Li Tianyou pensa : « Comment oserais-je révéler la raison ? » Mais il ricana : « Tu as comploté avec un voleur pour pénétrer dans mon bureau et dérober des objets. Le voleur a déjà avoué. Si tu n'étais pas de la Vallée de Youli, je t'aurais réglé ton compte depuis longtemps. »
« Que puis-je dire quand on m'accuse faussement en face ? » Yuepo comprit soudain. C'était forcément Xinghun qui s'était introduite dans le palais pendant la nuit. Ce n'était pas une mission de la Vallée de Youli. Que cherchait-elle ? C'était sans doute elle qui avait volé les herbes ce jour-là, ce qui expliquait pourquoi elle pouvait entrer et sortir de la chaumière comme si elle était vide. Yuepo ne s'attendait pas à ce qu'une autre ombre suive Xinghun.
Peut-être que sa mort serait une bonne chose pour elle. Les soupçons du prince You provenaient de sa révélation involontaire à Li Tianyou
: l’ajout de santal au cactus à floraison nocturne crée une odeur que les chiens de chasse peuvent détecter. Il ne pouvait absolument laisser personne connaître le secret de la Nuit Éternelle.

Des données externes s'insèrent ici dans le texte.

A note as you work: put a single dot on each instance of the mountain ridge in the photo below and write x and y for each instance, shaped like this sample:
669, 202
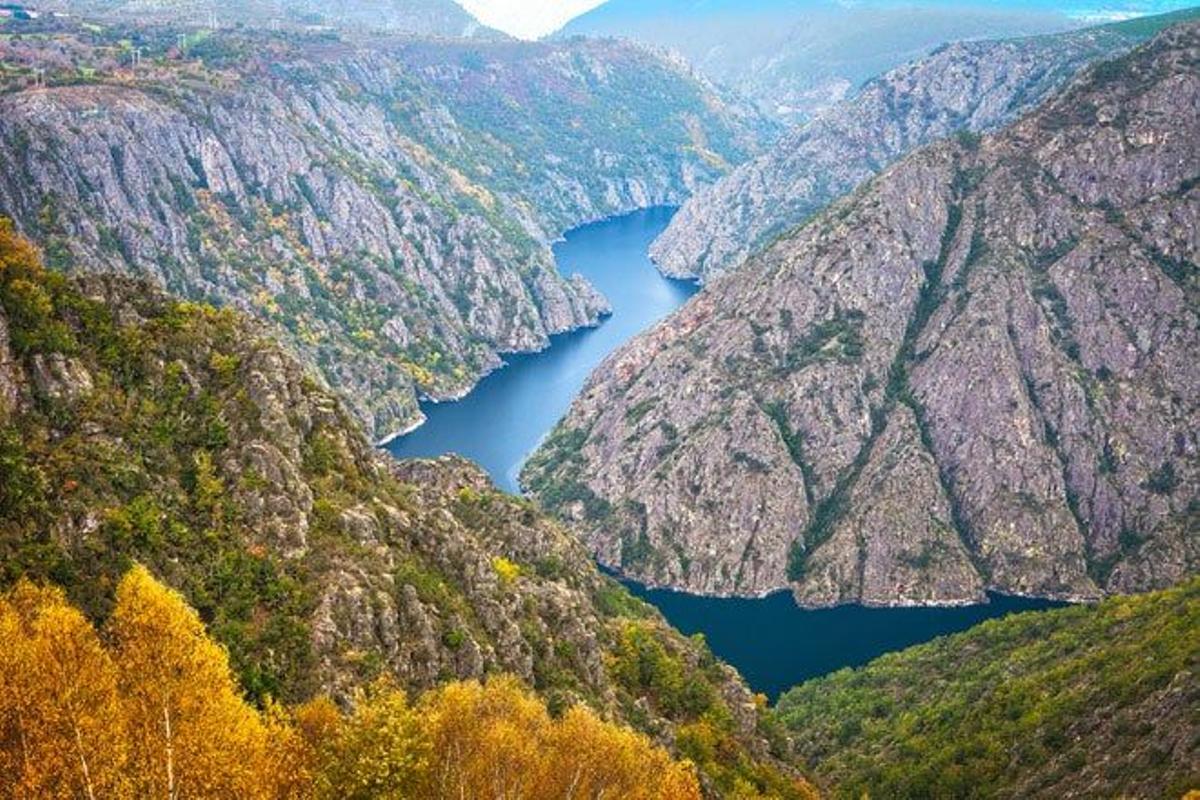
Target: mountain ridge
385, 204
997, 326
976, 86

Huihun dit calmement : « Qu'il y ait une raison ou non, votre vie appartient désormais au prince You. »
« Oui, Maître ! Votre disciple vous dit au revoir, Maître ! » Il s'inclina trois fois devant Huihun, rompant ainsi tous les liens.
« Oncle, puis-je emmener cette personne avec moi ? »

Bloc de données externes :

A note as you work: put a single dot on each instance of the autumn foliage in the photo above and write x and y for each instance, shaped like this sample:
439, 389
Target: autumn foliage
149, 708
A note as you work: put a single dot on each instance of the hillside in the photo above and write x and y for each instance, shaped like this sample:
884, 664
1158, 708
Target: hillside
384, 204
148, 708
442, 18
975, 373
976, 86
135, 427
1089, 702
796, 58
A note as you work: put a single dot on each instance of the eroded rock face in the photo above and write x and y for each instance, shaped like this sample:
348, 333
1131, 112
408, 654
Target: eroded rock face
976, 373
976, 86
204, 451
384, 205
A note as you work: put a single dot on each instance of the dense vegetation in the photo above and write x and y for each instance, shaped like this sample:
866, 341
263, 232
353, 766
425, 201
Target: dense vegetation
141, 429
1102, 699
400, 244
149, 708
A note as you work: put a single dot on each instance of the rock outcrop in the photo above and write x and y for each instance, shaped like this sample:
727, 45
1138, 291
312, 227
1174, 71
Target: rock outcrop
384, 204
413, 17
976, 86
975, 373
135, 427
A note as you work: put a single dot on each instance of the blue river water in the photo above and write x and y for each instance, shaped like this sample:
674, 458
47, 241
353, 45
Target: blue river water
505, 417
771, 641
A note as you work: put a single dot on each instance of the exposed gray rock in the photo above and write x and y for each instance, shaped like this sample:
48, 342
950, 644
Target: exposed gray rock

Le prince Duan marqua une pause puis dit : « Quand Yongye se réveillera, venez l'emmener. »
Li Tianyou lança un regard noir à Yuepo
; tomber entre les mains du prince Duan signifiait une mort certaine, voire la mort. Son regard dans la pièce lui fit faire un bond
; la vue de Yongye, impuissant, appuyé contre la princesse, éveilla en lui une émotion profonde. Sa surprise fut passagère
; il se reprit aussitôt, prit congé et s’en alla.
Alors que les gardes l'emmenaient de force, Yuepo eut envie de faire demi-tour, mais elle éclata de rire : « Votre Altesse, quel stratagème ingénieux ! Vous saviez que mon maître viendrait, n'est-ce pas ? Que mon maître utilise la Pilule de Pureté de Jade pour dissiper la poudre ensorcelante, le jeune maître est vraiment béni des dieux. Après tout, Yuepo est sa disciple. Yuepo s'est surestimée et reconnaît volontiers sa défaite ! »
Le prince Duan s'approcha et lui murmura à l'oreille : « Tu te trompes. Je parie que tu ne ferais pas de mal à Yongye. »
Yuepo, horrifié, s'apprêtait à parler lorsque le prince Duan le frappa d'un violent coup de paume. Avant de perdre connaissance, il entendit le prince Duan ordonner
: «
Surveillez-le de près, personne n'a le droit de le voir.
»
Après avoir donné l'antidote à Yongye et l'avoir aidée à se coucher, la princesse ôta impatiemment ses chaussures et ses chaussettes. Voyant que la fleur rouge vif était toujours épanouie sous ses pieds, elle poussa un soupir de soulagement, se sentant toute faible.
Au bout d'un moment, Yongye ouvrit les yeux.